Are those answers contradictory?  No.  Jesus is talking about two things.  For him, “the Kingdom of God” meant any situation in which God’s will was truly done, as he was doing it.  His disciples, indeed anyone who tried then or tries now to follow him, would be able to experience something of the Kingdom.  “The day of the Son of Man”, as he described it, was something else, and closer to what the Pharisees had in mind – the time when God’s rule on earth would overthrow imperfect human rule.  But he warns that it would not be something for most people to look forward to.  It would be as catastrophic as Noah’s flood, he says, or the destruction of Sodom – both of which were seen as God’s punishment of human sin and evil.

“One will be taken and another left” on the day of the Son of Man. It is not clear whether that means the righteous would be taken away to heaven and the unrighteous left to suffer destruction, or the righteous would be left to enjoy life on earth while the unrighteous are carted off to hell.  It probably does not matter, for apocalyptic language like this is not intended to be taken literally.

What does matter is that we learn from the parables that follow in chapter 18. We should be like the widow who never ceases asking God for justice, like the tax-collector who continually seeks God’s mercy, like Simon Peter who was willing to leave his wife, home ad business to follow Jesus, and like the blind beggar who asked Jesus to make him see – metaphorically, to see the Kingdom of God that is already all around us, if only we will look with the eyes of faith.

 

The Bible in a Year – 12 September

If this is your first viewing, please see my Introduction before reading this.

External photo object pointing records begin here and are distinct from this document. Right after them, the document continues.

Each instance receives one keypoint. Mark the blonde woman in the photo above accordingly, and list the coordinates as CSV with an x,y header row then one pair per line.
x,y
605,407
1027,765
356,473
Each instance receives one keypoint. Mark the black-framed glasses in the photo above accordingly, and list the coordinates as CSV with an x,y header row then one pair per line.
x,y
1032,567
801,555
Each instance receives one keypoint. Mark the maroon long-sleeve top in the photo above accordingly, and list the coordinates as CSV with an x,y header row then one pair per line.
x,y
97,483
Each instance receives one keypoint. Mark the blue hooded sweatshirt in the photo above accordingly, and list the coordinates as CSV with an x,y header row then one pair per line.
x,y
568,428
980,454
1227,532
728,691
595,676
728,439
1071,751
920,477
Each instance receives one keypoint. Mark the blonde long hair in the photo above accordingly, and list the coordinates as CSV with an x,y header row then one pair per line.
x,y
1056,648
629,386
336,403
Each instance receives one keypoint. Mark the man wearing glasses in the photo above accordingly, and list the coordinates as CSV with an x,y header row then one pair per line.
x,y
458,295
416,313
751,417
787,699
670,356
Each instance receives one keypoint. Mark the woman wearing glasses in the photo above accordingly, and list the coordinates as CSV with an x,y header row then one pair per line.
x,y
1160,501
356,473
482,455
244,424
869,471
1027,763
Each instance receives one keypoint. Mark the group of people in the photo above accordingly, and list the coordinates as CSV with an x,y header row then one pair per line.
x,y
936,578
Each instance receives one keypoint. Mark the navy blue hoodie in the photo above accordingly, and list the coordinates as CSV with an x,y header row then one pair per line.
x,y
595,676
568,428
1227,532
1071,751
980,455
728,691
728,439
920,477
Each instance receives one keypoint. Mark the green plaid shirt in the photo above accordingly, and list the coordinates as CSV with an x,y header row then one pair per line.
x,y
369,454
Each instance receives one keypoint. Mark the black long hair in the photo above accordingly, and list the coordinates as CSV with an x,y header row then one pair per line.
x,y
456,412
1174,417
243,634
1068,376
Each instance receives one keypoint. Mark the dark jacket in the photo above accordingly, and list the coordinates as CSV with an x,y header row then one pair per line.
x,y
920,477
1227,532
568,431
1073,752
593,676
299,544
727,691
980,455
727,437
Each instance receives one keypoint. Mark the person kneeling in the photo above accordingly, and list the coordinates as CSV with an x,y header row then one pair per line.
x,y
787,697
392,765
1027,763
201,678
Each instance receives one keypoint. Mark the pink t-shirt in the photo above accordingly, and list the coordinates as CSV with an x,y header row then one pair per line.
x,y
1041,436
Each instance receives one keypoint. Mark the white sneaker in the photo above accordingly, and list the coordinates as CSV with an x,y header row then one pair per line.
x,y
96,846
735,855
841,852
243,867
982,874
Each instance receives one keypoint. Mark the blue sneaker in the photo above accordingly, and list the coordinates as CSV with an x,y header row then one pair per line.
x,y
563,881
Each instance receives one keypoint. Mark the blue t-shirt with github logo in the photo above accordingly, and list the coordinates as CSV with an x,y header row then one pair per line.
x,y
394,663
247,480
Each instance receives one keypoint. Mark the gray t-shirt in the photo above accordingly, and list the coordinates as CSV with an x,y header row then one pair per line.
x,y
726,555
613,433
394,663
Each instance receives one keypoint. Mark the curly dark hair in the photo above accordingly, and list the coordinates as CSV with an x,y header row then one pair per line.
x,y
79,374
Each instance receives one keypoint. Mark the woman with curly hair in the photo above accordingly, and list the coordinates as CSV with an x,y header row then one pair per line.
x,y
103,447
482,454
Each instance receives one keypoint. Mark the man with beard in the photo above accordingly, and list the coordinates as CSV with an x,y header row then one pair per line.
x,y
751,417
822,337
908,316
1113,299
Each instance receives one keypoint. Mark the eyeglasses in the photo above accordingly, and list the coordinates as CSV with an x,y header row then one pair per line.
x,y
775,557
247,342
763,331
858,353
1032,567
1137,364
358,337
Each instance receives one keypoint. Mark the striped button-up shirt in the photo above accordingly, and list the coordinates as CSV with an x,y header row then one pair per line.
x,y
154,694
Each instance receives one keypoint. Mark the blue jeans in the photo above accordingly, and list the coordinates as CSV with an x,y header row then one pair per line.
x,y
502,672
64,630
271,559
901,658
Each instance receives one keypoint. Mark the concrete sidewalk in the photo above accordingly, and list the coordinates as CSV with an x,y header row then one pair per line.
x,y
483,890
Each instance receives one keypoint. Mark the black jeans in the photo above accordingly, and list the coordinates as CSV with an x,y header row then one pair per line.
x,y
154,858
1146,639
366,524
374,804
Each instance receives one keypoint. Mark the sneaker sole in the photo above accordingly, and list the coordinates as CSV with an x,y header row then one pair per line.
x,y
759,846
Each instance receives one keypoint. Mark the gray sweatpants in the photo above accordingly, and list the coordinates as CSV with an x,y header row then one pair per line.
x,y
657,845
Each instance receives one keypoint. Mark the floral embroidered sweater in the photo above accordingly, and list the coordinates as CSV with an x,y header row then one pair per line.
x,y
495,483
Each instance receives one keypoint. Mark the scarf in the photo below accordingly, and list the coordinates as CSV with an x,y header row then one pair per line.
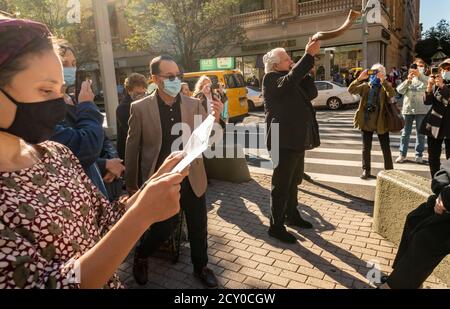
x,y
436,114
373,101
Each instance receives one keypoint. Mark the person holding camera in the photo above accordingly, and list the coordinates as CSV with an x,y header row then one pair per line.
x,y
375,92
208,93
437,123
414,109
425,240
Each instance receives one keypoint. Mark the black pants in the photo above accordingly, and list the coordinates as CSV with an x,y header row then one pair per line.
x,y
421,248
434,153
385,147
286,177
197,223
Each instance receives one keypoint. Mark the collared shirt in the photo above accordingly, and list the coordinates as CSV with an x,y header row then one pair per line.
x,y
169,115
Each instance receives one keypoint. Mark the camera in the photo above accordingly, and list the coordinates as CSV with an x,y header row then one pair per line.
x,y
434,71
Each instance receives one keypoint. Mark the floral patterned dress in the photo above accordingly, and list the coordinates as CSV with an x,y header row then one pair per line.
x,y
50,214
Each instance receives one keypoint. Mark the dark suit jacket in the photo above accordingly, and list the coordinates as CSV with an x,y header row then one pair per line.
x,y
145,139
287,99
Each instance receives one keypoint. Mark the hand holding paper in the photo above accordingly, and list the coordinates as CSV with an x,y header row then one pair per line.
x,y
197,144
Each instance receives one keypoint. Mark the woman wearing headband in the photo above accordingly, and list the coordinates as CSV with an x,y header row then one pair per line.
x,y
57,231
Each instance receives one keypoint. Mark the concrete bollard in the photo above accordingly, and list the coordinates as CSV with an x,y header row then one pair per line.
x,y
231,168
397,194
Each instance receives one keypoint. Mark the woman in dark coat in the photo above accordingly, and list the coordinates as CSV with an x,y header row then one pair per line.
x,y
426,237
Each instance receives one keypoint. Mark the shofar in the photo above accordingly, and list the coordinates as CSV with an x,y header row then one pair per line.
x,y
327,35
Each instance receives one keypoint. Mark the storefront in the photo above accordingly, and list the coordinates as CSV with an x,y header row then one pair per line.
x,y
330,61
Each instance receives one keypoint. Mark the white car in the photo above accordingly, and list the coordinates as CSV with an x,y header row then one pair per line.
x,y
254,98
333,95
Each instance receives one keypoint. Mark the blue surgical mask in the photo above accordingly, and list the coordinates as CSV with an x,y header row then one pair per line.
x,y
375,81
446,75
172,87
70,75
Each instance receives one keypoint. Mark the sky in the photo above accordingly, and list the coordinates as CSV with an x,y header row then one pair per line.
x,y
432,11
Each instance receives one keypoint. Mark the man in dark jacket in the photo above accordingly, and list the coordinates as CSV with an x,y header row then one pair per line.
x,y
287,92
82,132
135,89
426,237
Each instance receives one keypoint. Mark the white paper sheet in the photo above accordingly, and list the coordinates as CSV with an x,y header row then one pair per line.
x,y
197,144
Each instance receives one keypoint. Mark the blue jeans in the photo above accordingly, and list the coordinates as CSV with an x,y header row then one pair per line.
x,y
406,135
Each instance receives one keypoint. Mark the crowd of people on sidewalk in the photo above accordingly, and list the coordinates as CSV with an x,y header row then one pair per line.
x,y
66,220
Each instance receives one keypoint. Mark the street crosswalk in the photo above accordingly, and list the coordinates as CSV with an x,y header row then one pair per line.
x,y
338,159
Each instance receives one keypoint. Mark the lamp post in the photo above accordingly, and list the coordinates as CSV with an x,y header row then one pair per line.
x,y
364,33
106,59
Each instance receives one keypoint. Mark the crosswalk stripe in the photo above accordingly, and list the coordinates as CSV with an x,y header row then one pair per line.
x,y
326,178
319,161
336,129
402,167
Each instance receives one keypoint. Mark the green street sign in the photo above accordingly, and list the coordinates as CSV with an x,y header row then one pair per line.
x,y
225,63
208,64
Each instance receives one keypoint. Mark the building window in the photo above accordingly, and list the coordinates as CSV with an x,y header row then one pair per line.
x,y
112,13
248,6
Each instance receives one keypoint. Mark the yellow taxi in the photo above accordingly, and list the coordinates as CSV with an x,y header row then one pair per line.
x,y
235,89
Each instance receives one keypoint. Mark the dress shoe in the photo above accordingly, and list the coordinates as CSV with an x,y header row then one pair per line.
x,y
299,222
207,277
306,177
282,235
400,159
140,270
366,175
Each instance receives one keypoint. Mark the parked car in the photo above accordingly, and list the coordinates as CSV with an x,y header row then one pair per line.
x,y
254,98
333,95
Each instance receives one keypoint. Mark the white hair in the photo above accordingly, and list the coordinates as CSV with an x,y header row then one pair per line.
x,y
379,67
200,83
272,58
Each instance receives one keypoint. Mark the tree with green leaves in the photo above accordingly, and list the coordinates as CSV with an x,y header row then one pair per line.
x,y
187,29
434,38
53,13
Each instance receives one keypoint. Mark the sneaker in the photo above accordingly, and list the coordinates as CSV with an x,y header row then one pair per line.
x,y
419,160
400,159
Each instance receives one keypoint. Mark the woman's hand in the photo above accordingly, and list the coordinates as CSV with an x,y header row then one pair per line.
x,y
160,199
169,164
364,75
115,167
86,94
217,108
381,76
431,83
439,82
439,208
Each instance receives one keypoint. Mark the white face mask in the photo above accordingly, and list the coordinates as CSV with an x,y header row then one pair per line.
x,y
446,75
416,82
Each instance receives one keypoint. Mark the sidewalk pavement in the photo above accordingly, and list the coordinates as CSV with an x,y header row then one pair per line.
x,y
333,256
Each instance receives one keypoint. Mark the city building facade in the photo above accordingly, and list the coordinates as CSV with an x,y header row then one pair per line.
x,y
289,24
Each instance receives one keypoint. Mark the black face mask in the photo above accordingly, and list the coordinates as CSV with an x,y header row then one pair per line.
x,y
36,122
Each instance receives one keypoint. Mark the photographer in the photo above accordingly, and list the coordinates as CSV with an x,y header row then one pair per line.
x,y
426,238
437,123
414,109
371,117
205,92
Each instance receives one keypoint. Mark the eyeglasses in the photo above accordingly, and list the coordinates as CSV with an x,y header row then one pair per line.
x,y
172,77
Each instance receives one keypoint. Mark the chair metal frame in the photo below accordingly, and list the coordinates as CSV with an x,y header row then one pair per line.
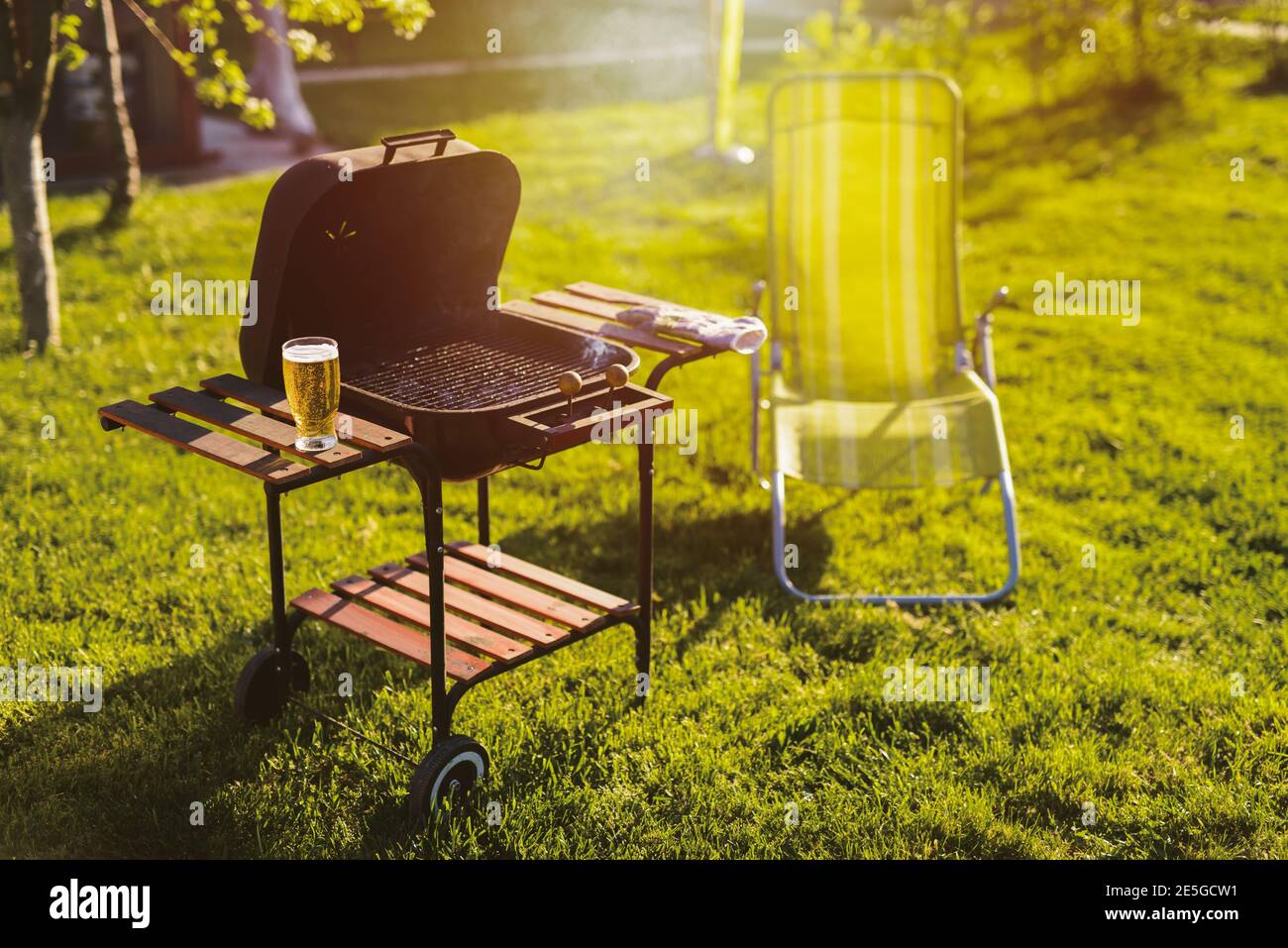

12 September. 1 Chronicles chapters 1-2

Of all the books of the Bible I think this one is the hardest to write about, at least the first few chapters.  For they concern entirely the genealogies of the tribes and clans of Israel, purportedly going right back to the mythical first man Adam (which means that somewhere back along the line it ceases to be historical).

Why was genealogy so important? As we recently saw in the book of Ezra/Nehemiah, when the people returned from captivity to re-establish a Jewish state in and around Jerusalem, it was important to be able to prove that one was descended from Jacob (Israel), and in the case of priest and temple servants (Levites) to be able to prove descent from a particular tribe.  Otherwise, how were people (even if they had been living in the Jewish community in exile) to be distinguished from the ritually “unclean” gentiles living in the land to which they had returned?

It can be equally important today, as witnessed by a recent news item about a man who had been born and lived in Britain all his life, contributing to the economy, but had now been told that he has no right to remain or work here any longer. According to strict immigration rules, as his English father was not married to his non-British mother at the time of his birth, there was no qualifying reason for him to count as British, since only the mother’s nationality counts in the case of an unmarried couple.

To any sensible person that was completely unacceptable, and I believe the decision has now been reversed.  His birth here, and the many years he had worked unchallenged, were more relevant and important than rules intended to limit numbers of immigrants.

The Kingdom of God as proclaimed by Jesus, fortunately, has no such limitations or rules.  As St Paul wrote, in Christ there is neither Jew nor Greek, slave nor free, male nor female.  Anyone may claim their birthright as a child of God, by acknowledging that they “believe that he exists and that he rewards those who seek him.” (Hebrews 11:6).